Capacitação, autoestima e pertencimento

O projeto Niara, iniciado com o apoio de um grupo de pessoas próximas e com o financiamento do Fundo de Investimento Cultural de Mato Grosso do Sul, tem um impacto significativo na comunidade de Tia Eva. Eduardo acredita que a moda tem o poder de abrir diálogos sobre temas sensíveis, como a ancestralidade e a identidade negra.

O Niara, além de oferecer qualificação em costura e modelagem, promove um resgate cultural por meio de rodas de conversa e eventos como o Festival Niara, realizado hoje. Através desse projeto, Eduardo busca não só capacitar pessoas, mas também fortalecer a autoestima e o senso de pertencimento, incentivando os participantes a entenderem a importância histórica e cultural da comunidade quilombola e, mais amplamente, do movimento negro.

O impacto que ele acredita ser possível vem da união da educação, da cultura e da moda para transformar a vida de quem mais precisa de oportunidades.

“A moda tem esse papel de vir de uma forma muito leve, trazendo um pouquinho da nossa representatividade”, diz. Ele também considera o projeto como uma maneira de educar sobre a importância histórica da comunidade quilombola de Tia Eva, que guarda em si a memória de resistência e preservação cultural afro-brasileira no estado de Mato Grosso do Sul.

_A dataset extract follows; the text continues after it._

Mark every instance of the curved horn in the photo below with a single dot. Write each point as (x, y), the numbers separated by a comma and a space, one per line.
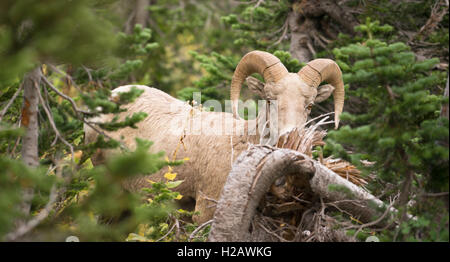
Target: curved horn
(263, 63)
(327, 70)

Neste 20 de novembro, o Festival Niara marcará o encerramento da primeira fase do projeto com um grande evento. A programação inclui um desfile com peças produzidas pelos alunos, intervenções artísticas, apresentações de samba e uma feira de artesanato.

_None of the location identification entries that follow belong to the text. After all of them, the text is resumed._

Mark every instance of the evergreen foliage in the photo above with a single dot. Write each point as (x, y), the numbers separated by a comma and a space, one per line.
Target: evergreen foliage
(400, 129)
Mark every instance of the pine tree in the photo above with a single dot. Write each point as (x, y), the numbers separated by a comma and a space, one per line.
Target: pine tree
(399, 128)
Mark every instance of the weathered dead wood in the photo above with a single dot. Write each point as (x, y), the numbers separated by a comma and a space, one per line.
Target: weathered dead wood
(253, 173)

O festival, que será realizado na rua principal da comunidade quilombola Tia Eva, promete ser um ponto de encontro para toda a cidade, que é convidada a celebrar, apoiar e aprender com a cultura negra. O evento é gratuito e aberto ao público, eduardo ressalta que ver a comunidade e outros visitantes participando reforça o valor desse resgate cultural para todos.

Afronta: o Maior Festival de Cultura Negra de MS

Consciência Negra

Criado e organizado pelo produtora cultural Jess de 33 anos, o Festival Afronta, é atualmente o maior festival de cultura negra de Mato Grosso do Sul. Desde seu início, o evento tem como objetivo celebrar e fortalecer a identidade e a cultura afro-brasileira.

Para Jess, o feriado é uma oportunidade para trazer visibilidade às questões raciais e reforçar o compromisso coletivo de valorizar a cultura negra. Ela destaca, porém, o risco de esvaziamento da data, que precisa ser combatido com o engajamento e a conscientização do público.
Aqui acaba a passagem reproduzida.